After a short respite, due to the coronavirus, a new report shows that the situation of asylum-seekers on the Western edge of Europe has become worse than ever. It comes on the heels of a manslaughter lawsuit against the coast guards of the United Kingdom and France following the deadliest mass drowning on record in the English Channel late last year. 

Year-end data shows that 2021 saw a massive, deadly and record worsening of the situation for asylum-seekers trying to enter the United Kingdom from France.

The size of the Calais refugee camp tripled to 30,000 people, even though camp demolitions occur almost daily and treatment is routinely denounced as “inhumane.”

Nearly 30,000 refugees reached the United Kingdom last year, but at the cost of 1,000 people who became shipwrecked, resulting in at least 44 deaths. 

November saw almost 30 refugees drown in a single night, the deadliest such incident on record in the English Channel.

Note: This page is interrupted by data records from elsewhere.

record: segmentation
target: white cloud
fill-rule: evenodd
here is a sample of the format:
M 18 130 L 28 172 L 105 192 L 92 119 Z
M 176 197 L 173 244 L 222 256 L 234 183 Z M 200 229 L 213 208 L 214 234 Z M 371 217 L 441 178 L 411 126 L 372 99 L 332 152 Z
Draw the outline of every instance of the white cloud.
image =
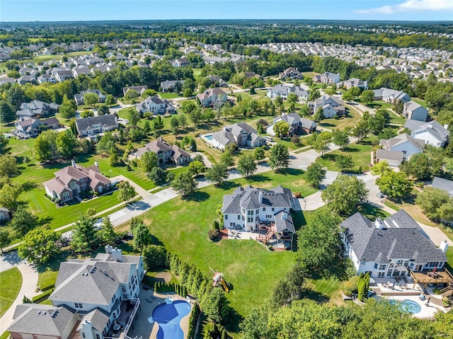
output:
M 387 5 L 375 8 L 355 11 L 361 14 L 392 14 L 396 12 L 413 12 L 420 11 L 453 11 L 451 0 L 408 0 L 397 5 Z

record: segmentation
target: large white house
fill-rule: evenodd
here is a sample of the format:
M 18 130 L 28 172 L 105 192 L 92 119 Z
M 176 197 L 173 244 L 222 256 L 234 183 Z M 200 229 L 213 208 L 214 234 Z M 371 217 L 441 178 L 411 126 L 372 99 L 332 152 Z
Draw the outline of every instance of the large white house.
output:
M 376 151 L 377 162 L 385 160 L 390 166 L 398 166 L 401 162 L 409 160 L 413 154 L 422 153 L 425 142 L 403 133 L 393 138 L 382 139 L 379 145 L 382 148 Z
M 404 127 L 411 131 L 411 137 L 423 140 L 425 144 L 435 147 L 443 147 L 448 141 L 449 131 L 448 125 L 442 126 L 435 120 L 423 121 L 408 119 Z
M 300 86 L 288 86 L 278 84 L 268 90 L 267 96 L 271 99 L 275 99 L 277 96 L 286 99 L 288 95 L 294 93 L 297 96 L 297 100 L 302 102 L 308 101 L 310 95 L 309 91 Z
M 8 328 L 11 338 L 104 339 L 114 336 L 120 321 L 130 326 L 140 305 L 143 258 L 111 246 L 105 252 L 62 263 L 52 305 L 18 305 Z
M 341 224 L 345 254 L 357 274 L 373 277 L 409 275 L 410 270 L 442 269 L 447 241 L 436 247 L 403 209 L 374 222 L 357 212 Z
M 277 231 L 280 224 L 281 229 L 291 228 L 289 212 L 294 204 L 294 198 L 289 188 L 277 186 L 264 190 L 250 185 L 239 187 L 232 194 L 224 195 L 224 226 L 251 231 L 257 230 L 260 224 L 274 222 Z M 294 226 L 292 230 L 294 233 Z
M 257 134 L 256 130 L 246 122 L 224 126 L 222 130 L 212 133 L 210 142 L 212 147 L 219 149 L 224 149 L 229 144 L 248 148 L 260 147 L 265 144 L 265 141 Z

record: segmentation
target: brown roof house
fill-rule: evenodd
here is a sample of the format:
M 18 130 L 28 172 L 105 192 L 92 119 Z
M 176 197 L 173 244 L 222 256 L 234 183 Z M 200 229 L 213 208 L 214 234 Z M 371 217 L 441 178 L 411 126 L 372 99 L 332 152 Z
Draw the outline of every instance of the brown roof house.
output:
M 171 146 L 161 137 L 138 149 L 133 156 L 139 159 L 144 153 L 149 151 L 157 154 L 159 165 L 171 163 L 174 161 L 176 165 L 183 166 L 192 161 L 190 154 L 176 145 Z
M 97 162 L 91 167 L 84 168 L 72 160 L 71 165 L 55 173 L 55 178 L 44 183 L 50 197 L 69 201 L 86 190 L 102 193 L 110 188 L 111 181 L 99 171 Z

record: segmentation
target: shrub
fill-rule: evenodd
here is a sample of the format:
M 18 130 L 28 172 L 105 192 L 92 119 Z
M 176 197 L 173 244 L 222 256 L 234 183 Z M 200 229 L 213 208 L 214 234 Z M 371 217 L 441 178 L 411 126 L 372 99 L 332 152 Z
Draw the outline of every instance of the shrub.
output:
M 218 229 L 210 229 L 207 232 L 207 236 L 210 241 L 213 241 L 219 238 L 219 234 L 220 232 L 219 232 Z

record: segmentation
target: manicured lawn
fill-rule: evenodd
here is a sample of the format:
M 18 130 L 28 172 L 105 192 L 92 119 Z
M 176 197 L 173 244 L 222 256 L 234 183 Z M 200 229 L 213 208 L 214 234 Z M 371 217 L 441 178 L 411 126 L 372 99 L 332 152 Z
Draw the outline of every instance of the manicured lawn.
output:
M 390 123 L 404 125 L 406 123 L 406 119 L 403 117 L 398 115 L 396 113 L 394 113 L 391 110 L 389 110 L 390 113 Z
M 150 225 L 152 234 L 170 252 L 194 263 L 204 273 L 207 274 L 210 267 L 224 274 L 233 285 L 227 295 L 231 306 L 241 315 L 246 315 L 269 299 L 273 287 L 292 265 L 294 253 L 269 252 L 252 240 L 210 241 L 207 234 L 216 218 L 215 211 L 222 205 L 223 195 L 239 185 L 266 188 L 282 184 L 308 195 L 316 190 L 303 180 L 302 173 L 300 171 L 287 175 L 268 172 L 248 180 L 228 183 L 226 188 L 209 186 L 194 194 L 193 200 L 177 197 L 157 206 L 146 213 L 144 219 Z M 188 215 L 193 217 L 188 218 Z
M 17 268 L 0 273 L 0 317 L 13 304 L 22 286 L 22 275 Z
M 428 105 L 426 103 L 426 101 L 425 101 L 423 99 L 420 99 L 419 98 L 412 98 L 411 100 L 412 100 L 413 101 L 415 101 L 418 105 L 421 105 L 422 106 L 423 106 L 425 108 L 428 108 Z
M 180 96 L 178 96 L 177 93 L 172 93 L 172 92 L 165 92 L 165 93 L 159 92 L 158 94 L 163 99 L 173 99 L 175 98 L 180 98 Z
M 337 154 L 352 156 L 354 163 L 354 168 L 357 169 L 362 166 L 362 171 L 369 168 L 368 165 L 371 161 L 371 146 L 367 144 L 352 144 L 345 147 L 343 149 L 337 149 L 333 152 L 319 156 L 316 162 L 323 167 L 327 168 L 329 171 L 340 171 L 340 168 L 335 162 L 335 156 Z
M 355 125 L 357 122 L 360 119 L 360 115 L 354 108 L 348 106 L 348 116 L 341 119 L 324 119 L 318 125 L 325 128 L 332 130 L 344 130 L 347 127 Z

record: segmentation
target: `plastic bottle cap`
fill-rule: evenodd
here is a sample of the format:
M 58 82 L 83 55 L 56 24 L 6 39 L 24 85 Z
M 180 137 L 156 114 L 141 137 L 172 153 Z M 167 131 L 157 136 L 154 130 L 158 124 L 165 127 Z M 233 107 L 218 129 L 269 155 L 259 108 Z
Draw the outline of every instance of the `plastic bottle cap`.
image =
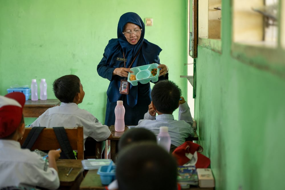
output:
M 160 127 L 159 128 L 159 132 L 168 132 L 168 127 Z
M 117 101 L 117 105 L 123 105 L 123 101 L 121 100 L 118 100 Z

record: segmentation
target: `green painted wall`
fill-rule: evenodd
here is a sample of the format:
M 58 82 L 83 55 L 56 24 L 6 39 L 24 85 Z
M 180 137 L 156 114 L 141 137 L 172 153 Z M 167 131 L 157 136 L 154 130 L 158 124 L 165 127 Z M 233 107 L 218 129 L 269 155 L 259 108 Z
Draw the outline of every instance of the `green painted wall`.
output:
M 221 51 L 215 40 L 198 47 L 199 142 L 216 189 L 283 189 L 285 50 L 231 47 L 231 1 L 222 3 Z
M 85 93 L 79 107 L 103 123 L 109 82 L 98 75 L 97 65 L 109 40 L 117 37 L 120 17 L 134 12 L 144 21 L 153 19 L 153 26 L 146 27 L 145 38 L 162 49 L 161 62 L 168 66 L 170 79 L 179 85 L 186 98 L 188 82 L 180 75 L 187 75 L 187 0 L 0 0 L 0 94 L 12 85 L 29 85 L 35 78 L 38 85 L 45 78 L 48 98 L 54 98 L 54 80 L 75 74 Z

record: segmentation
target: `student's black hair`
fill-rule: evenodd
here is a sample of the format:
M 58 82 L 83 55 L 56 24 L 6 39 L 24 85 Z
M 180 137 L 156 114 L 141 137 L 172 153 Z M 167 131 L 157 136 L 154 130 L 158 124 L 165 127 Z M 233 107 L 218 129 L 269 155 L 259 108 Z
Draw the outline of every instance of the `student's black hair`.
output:
M 169 114 L 172 114 L 178 107 L 181 94 L 181 89 L 178 86 L 168 80 L 156 83 L 151 93 L 151 100 L 156 110 Z
M 80 82 L 79 78 L 74 75 L 60 77 L 52 84 L 54 95 L 62 102 L 72 102 L 75 95 L 80 93 Z
M 128 146 L 119 152 L 116 165 L 119 189 L 177 189 L 176 160 L 154 142 Z
M 120 151 L 129 144 L 141 141 L 156 142 L 156 138 L 152 132 L 144 128 L 132 128 L 128 129 L 121 137 L 118 148 Z

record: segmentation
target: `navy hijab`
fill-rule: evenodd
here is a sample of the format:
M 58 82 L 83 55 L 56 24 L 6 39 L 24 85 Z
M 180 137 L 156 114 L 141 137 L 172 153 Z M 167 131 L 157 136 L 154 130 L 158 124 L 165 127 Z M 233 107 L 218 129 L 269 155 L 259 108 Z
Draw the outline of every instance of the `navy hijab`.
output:
M 140 40 L 134 45 L 129 43 L 123 33 L 124 27 L 128 23 L 134 24 L 142 29 Z M 117 58 L 123 57 L 123 51 L 125 58 L 127 59 L 126 67 L 128 68 L 138 53 L 140 48 L 140 51 L 132 65 L 132 68 L 152 63 L 155 60 L 157 59 L 162 50 L 158 46 L 144 39 L 144 24 L 140 16 L 135 13 L 127 13 L 121 16 L 118 24 L 117 36 L 117 38 L 111 39 L 109 41 L 105 49 L 106 65 L 110 68 L 124 67 L 123 62 L 117 60 Z M 121 99 L 122 95 L 119 93 L 119 88 L 121 79 L 125 79 L 116 75 L 111 80 L 107 94 L 109 100 L 111 102 Z M 147 85 L 148 87 L 150 88 L 149 83 L 145 85 Z M 138 86 L 133 86 L 131 85 L 129 93 L 127 95 L 127 100 L 128 104 L 131 107 L 133 107 L 137 104 L 137 93 Z

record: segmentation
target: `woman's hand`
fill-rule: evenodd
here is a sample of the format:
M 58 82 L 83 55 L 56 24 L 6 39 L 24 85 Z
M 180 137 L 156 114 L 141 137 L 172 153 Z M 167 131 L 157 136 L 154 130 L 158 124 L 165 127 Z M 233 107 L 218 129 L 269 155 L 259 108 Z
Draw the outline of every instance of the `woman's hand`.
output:
M 148 105 L 148 113 L 152 116 L 155 116 L 156 114 L 156 112 L 153 109 L 151 103 Z
M 160 64 L 158 65 L 157 68 L 161 69 L 159 71 L 159 77 L 160 77 L 162 75 L 163 75 L 165 74 L 166 74 L 168 73 L 168 68 L 167 66 L 163 64 Z
M 180 99 L 179 100 L 179 103 L 180 104 L 184 104 L 186 101 L 185 101 L 184 99 L 184 98 L 183 96 L 181 96 L 180 97 Z
M 115 69 L 115 70 L 114 70 L 114 71 L 113 71 L 113 75 L 117 75 L 121 77 L 127 78 L 129 73 L 133 72 L 131 70 L 131 69 L 130 68 L 120 67 Z

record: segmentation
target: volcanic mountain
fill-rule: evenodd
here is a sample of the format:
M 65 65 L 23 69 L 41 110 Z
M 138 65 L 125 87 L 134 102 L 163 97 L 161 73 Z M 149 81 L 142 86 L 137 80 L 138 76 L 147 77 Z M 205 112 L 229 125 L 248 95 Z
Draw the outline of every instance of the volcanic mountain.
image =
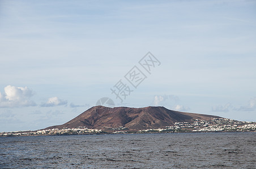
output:
M 175 122 L 193 122 L 194 120 L 208 120 L 217 116 L 170 110 L 164 107 L 148 106 L 142 108 L 127 107 L 92 107 L 66 123 L 45 129 L 76 128 L 108 130 L 120 126 L 129 130 L 165 128 Z

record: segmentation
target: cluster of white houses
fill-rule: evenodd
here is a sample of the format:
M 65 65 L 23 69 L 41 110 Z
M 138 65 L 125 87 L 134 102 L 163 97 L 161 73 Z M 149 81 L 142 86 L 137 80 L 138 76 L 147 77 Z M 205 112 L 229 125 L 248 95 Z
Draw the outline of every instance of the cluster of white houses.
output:
M 241 122 L 227 118 L 212 118 L 209 121 L 195 119 L 193 123 L 176 122 L 166 128 L 142 130 L 139 132 L 179 132 L 206 131 L 256 131 L 256 123 Z
M 129 128 L 120 126 L 107 132 L 109 134 L 123 134 L 131 132 Z M 215 131 L 256 131 L 256 123 L 241 122 L 227 118 L 212 118 L 209 121 L 195 119 L 192 123 L 176 122 L 174 126 L 167 126 L 165 128 L 155 128 L 139 130 L 133 132 L 215 132 Z M 101 130 L 90 129 L 86 127 L 75 128 L 63 128 L 41 130 L 36 131 L 31 130 L 0 133 L 0 136 L 36 136 L 54 135 L 77 135 L 106 133 Z
M 62 129 L 53 128 L 48 130 L 37 130 L 32 131 L 30 130 L 18 131 L 8 132 L 1 132 L 0 136 L 31 136 L 31 135 L 65 135 L 65 134 L 99 134 L 102 132 L 101 130 L 90 129 L 84 127 L 79 127 L 75 128 L 63 128 Z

Three years ago Paris and London agreed that France would block all routes to the UK, leaving dangerous sea crossings the only option.

Late last month a French NGO filed a manslaughter lawsuit against the coast guards of both France and the UK for allegedly ignoring the drowning boat’s distress calls to the rescue services of both nations. 

The vast majority of refugees in the world are caused by Western military interventions often led by France and the UK, in places like Syria, Mali, Afghanistan, Libya, Iraq and elsewhere. Politicians in both the UK and France, where a presidential election campaign is effectively underway, have been repeatedly accused of scapegoating immigrants in order to win over their domestic electorates, which lean heavily to the political right.